Me pregunto si el viejísimo don Paco vio acercarse a la muerte disfrazada de maestro de ceremonias, un poco apremiante ya, en cuanto comenzaron a rendirle homenajes. Quizás, pues a esa edad tampoco va uno a pensar que lo que viene a continuación deba de ser lo mejor de la vida, a sabiendas de haber sobrevivido con creces a sus contemporáneos, prefirió no morirse entre desconocidos y aceptar de buen grado la proximidad de quienes, con prisa calculada, corrieron a fotografiarse ataviados de gala junto al gran hombre menguante.
Coincidiendo con la noticia que informa de que los seres humanos tenemos la misma cantidad de genes que un melón, lo que le habría echo gracia y hasta le hubiese arrancado algún malvado a parte entre discursos, ha muerto esta semana Francisco Ayala, «don Paco», a los ciento tres años, confeso de no haber hecho nunca gimnasia y no acostarse un solo día sin su discreta ración de sano whisky. Perdemos un testigo de nuestra historia, un escritor de mérito y un ensayista brillante, comprometido e irónico… pero igualmente lamentamos la pérdida de un lector despierto y sincero de la realidad y de los libros. Un lector que, además, nos caía bien.
Y también centenario ha muerto Claude Lévi-Strauss, esta semana. Pero de él, en España, no ha dicho nada digno de mención ningún periódico; nada, al menos, a la altura del personaje. Como si no hubiese sido él también testigo de nuestra historia, como si, para nuestros periodistas culturales, haber sido la figura intelectual más influyente del siglo XX no puntuase junto a la incontestable regalía de haber nacido en Granada.

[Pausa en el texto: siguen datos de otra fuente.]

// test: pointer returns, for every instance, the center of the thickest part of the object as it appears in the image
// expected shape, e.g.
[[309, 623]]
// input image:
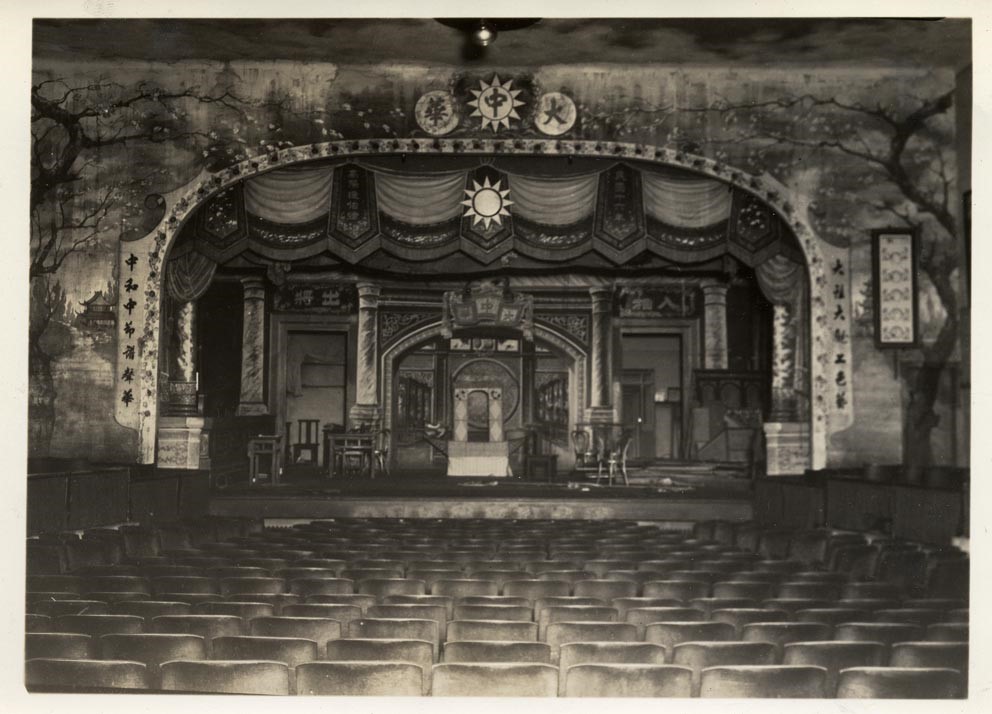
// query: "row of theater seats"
[[495, 607]]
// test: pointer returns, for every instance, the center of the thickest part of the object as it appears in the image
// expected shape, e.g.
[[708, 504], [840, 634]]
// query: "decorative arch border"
[[423, 332], [183, 201]]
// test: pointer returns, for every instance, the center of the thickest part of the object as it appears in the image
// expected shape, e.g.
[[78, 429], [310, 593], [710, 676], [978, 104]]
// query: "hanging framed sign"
[[894, 266]]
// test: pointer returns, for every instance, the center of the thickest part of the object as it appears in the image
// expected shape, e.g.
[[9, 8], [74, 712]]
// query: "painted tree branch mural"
[[896, 157]]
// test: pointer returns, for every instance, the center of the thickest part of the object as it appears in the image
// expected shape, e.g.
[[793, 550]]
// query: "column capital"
[[254, 288]]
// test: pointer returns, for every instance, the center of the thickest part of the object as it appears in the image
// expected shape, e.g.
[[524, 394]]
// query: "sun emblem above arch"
[[496, 103], [486, 203]]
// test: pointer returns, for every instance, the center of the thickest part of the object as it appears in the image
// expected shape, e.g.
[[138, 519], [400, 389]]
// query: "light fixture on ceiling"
[[484, 34]]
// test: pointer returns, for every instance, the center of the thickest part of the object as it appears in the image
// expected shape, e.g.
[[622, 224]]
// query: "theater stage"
[[664, 498]]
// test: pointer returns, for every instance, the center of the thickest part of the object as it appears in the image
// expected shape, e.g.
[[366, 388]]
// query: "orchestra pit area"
[[367, 606]]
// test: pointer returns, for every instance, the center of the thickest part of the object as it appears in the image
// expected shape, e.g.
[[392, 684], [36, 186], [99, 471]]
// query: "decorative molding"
[[184, 200]]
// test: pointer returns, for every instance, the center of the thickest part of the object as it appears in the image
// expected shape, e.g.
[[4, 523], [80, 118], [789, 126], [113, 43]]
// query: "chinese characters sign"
[[838, 367], [893, 262]]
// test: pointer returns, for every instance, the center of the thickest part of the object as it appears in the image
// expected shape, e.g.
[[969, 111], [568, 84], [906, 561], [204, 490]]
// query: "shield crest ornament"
[[435, 113]]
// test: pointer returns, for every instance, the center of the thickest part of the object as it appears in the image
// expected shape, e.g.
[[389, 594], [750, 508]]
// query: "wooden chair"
[[307, 441]]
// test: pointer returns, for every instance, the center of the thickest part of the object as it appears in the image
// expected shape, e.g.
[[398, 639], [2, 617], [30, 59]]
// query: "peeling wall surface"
[[821, 134]]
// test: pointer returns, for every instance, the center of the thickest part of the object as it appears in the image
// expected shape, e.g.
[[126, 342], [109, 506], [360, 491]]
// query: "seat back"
[[481, 651], [152, 649], [697, 656], [351, 679], [492, 630], [66, 675], [764, 681], [57, 645], [834, 656], [226, 677], [577, 653], [627, 680], [417, 652], [900, 683], [952, 655], [497, 679]]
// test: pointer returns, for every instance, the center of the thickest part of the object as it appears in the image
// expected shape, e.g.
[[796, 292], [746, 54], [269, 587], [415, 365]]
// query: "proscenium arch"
[[182, 203], [420, 334]]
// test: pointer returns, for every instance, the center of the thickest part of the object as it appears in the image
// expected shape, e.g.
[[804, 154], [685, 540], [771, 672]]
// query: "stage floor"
[[301, 495]]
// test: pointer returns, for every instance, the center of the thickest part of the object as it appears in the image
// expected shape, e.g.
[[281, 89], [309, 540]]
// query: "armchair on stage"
[[603, 451]]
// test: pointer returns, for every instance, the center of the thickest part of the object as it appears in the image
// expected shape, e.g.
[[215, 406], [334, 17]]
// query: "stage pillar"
[[788, 452], [783, 365], [252, 400], [715, 325], [600, 372], [366, 411]]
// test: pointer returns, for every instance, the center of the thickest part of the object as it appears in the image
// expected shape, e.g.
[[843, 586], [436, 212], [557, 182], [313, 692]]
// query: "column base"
[[367, 415], [787, 448], [184, 443], [253, 409], [601, 415]]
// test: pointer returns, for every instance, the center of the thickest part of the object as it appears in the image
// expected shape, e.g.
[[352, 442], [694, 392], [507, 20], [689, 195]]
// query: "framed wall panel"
[[894, 266]]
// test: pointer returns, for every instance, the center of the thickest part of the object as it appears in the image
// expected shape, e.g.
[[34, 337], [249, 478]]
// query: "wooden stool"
[[265, 450]]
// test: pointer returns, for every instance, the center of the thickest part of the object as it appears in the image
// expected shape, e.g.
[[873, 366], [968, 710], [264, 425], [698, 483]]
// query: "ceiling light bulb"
[[484, 35]]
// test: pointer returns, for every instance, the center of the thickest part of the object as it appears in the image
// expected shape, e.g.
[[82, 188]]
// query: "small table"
[[265, 448], [337, 446]]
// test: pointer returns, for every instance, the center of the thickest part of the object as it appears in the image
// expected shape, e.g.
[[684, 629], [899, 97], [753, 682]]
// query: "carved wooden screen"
[[551, 409], [413, 403]]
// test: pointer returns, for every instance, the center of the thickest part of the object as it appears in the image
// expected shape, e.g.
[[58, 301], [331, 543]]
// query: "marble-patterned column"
[[600, 387], [366, 408], [252, 401], [715, 326], [784, 404], [185, 359]]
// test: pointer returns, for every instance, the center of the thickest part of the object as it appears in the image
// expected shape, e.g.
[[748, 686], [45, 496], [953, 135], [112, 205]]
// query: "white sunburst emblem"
[[496, 103], [486, 203]]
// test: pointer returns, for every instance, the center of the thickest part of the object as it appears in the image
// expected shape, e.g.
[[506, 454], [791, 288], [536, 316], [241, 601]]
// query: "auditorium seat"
[[438, 613], [814, 591], [58, 645], [764, 681], [535, 589], [492, 630], [562, 633], [291, 651], [96, 625], [183, 584], [150, 608], [381, 587], [66, 675], [360, 679], [226, 677], [152, 649], [782, 633], [495, 680], [740, 616], [834, 656], [947, 632], [56, 608], [359, 600], [481, 651], [396, 629], [871, 590], [885, 632], [697, 656], [243, 585], [494, 612], [951, 655], [900, 683], [683, 590], [207, 626], [445, 601], [626, 680], [709, 604]]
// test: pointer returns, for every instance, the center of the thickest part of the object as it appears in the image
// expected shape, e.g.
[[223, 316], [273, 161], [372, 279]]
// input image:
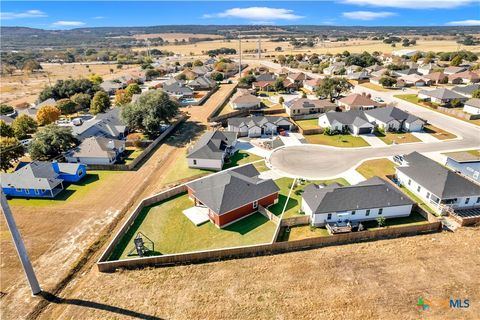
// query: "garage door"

No me cabe la más mínima duda de que los merecimientos de don Francisco Ayala justifican con creces la cobertura informativa desplegada con motivo de su fallecimiento, máxime siendo nuestro. Méritos inmensos, si se desea, los suyos, pero que se quedan en generales al lado de los sumados por el casi silenciado Lévi-Strauss. Por eso creo (¿por qué no iba a decirlo?) que la disponibilidad de información, lo cercano de los últimos homenajes que se le rindieron y lo fresco de los artículos que se le dedicaron han hecho pensar a los periodistas que bien podían ahorrarse el esfuerzo de averiguar quién fue o qué hizo el otro muerto, el que tan pronto como en Tristes trópicos nos advertía: «la humanidad se instala en la monocultura; se dispone a producir civilización en masa como cultiva la remolacha». Con Ayala lo tenían más fácil. A Ayala se lo sabían. Eso es todo.
Incluso admitiendo que los dos intelectuales a penas compartieron en vida una cierta simpatía moral y algunos avatares biográficos que no hubiesen dado para la redacción de unas «vidas paralelas», o la maquetación de eso que los periódicos llaman «un despiece», la manifestación de lo equidistante de ambas muertes es algo que, en nuestro país al menos, hubiese elevado el duelo a la categoría de reflexión.
Así son las cosas: a uno le dan treinta líneas y no puede pasar del romanticismo académico, del elogio familiar, pero le dan veintiséis mil genes y puede escoger entre hacer un periodista cultural o un melón.
– ¿Francés?, quiere saber Pangur desde el interior de una caja de cartón vacía.
– No, por lo visto el melón francés sólo tiene veinticinco mil genes.
– Pues ahí está…
– Era Belga.
– ¿Quién?
Hemos empezado ya a empaquetar y traerlo todo para Magaz de Abajo, y no me siento con fuerzas para ponerme ahora a buscar las Mitológicas entre tanto desorden. Ya aparecerán, y cuando lo hagan tal vez ni siquiera las abra ni relea fragmento alguno, pero me gustará buscarles un lugar cercano al escritorio en las estanterías. Me ocurre con algunos libros, pocos, a los que el tiempo ha ido otorgando cierta cualidad de fetiche o retrato, de objeto inspirador, de muleta o bastón que me tranquiliza tener al alcance de la mano, ya sea para sostenerme en él, ya para propinar un buen golpe si se tercia. Recuérdenme que les hable de eso.